Donnerstag, 23. Juli 2015

Abschied von Kairo.

So schnell kanns gehen – auf einmal sind knapp 4 Monate vergangen! So richtig glauben kann ich es noch immer nicht, dass ich Kairo in ein paar Tagen verlasse. Das Ganze wirkt so surreal und obwohl ich mir jetzt immer wieder vor Augen halte, dass ich das letzte Mal meinen gewohnten Arbeitsweg gehe, das letzte Mal bei meinem Stamm-Supermarkt einkaufe oder das letzte Mal in meinem Lieblings-Ahwa (Cafe) Tee mit Minze bestelle, realisiere ich es nicht wirklich. Mittlerweile sollte ich diese Situation ja schon kennen, immerhin ist es nicht das erste Mal, dass ich nach längerer Zeit einen liebgewonnenen Ort verlasse. Aber bei Kairo ist es doch nochmal ganz anders.

Vielleicht liegt es an der komplett anderen Lebensweise, an die ich mich mittlerweile (relativ) gewöhnt habe, und die mir viel entspannter vorkommt als jene im vergleichsweise kalten und leistungsorientierten Europa (ok ich gebe zu, etwas plakativ und stereotypisierend ausgedrückt…). 

Das Leben hier läuft einfach weniger strickt und weniger nach Plan ab, was natürlich nicht nur positiv gesehen werden kann (!), aber oft sehr viel Druck nimmt. Trotzdem freue ich mich aber auch schon wieder auf das relativ vorhersehbare Leben in Europa und ich bin nicht so wirklich überzeugt, dass dieses Argument der Grund ist, weshalb mir der Abschied aus Kairo so schwer fällt.
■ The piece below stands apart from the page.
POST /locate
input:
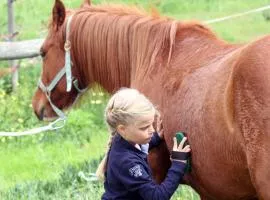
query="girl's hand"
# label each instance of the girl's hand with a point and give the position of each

Sicherlich spielen die Freunde, die ich mir hier gemacht habe, eine sehr wichtige Rolle im schweren Abschied. Von Beginn an wurde ich sehr herzlich empfangen und konnte mir schnell einen Freundeskreis aufbauen. Nur durch diese lieben Menschen habe ich wirklich Anschluss zur Kultur und Lebensweise bekommen, wurde zu Veranstaltungen mitgenommen und konnte selbst erfahren, wie das Leben für Leute in meinem Alter in Ägypten ist. Ohne sie alle wäre meine Zeit in Kairo nur ein Zehntel von dem, was es war! Doch auch wenn ich sie sehr vermissen werde, kenne ich dieses Gefühl schon von anderen Auslandsaufenthalten. Es sind immer die Leute, die man kennenlernt, die eine besonders schöne Zeit ausmachen und mir ist es bis jetzt in jedem Land so ergangen. Wieso ist Kairo also anders?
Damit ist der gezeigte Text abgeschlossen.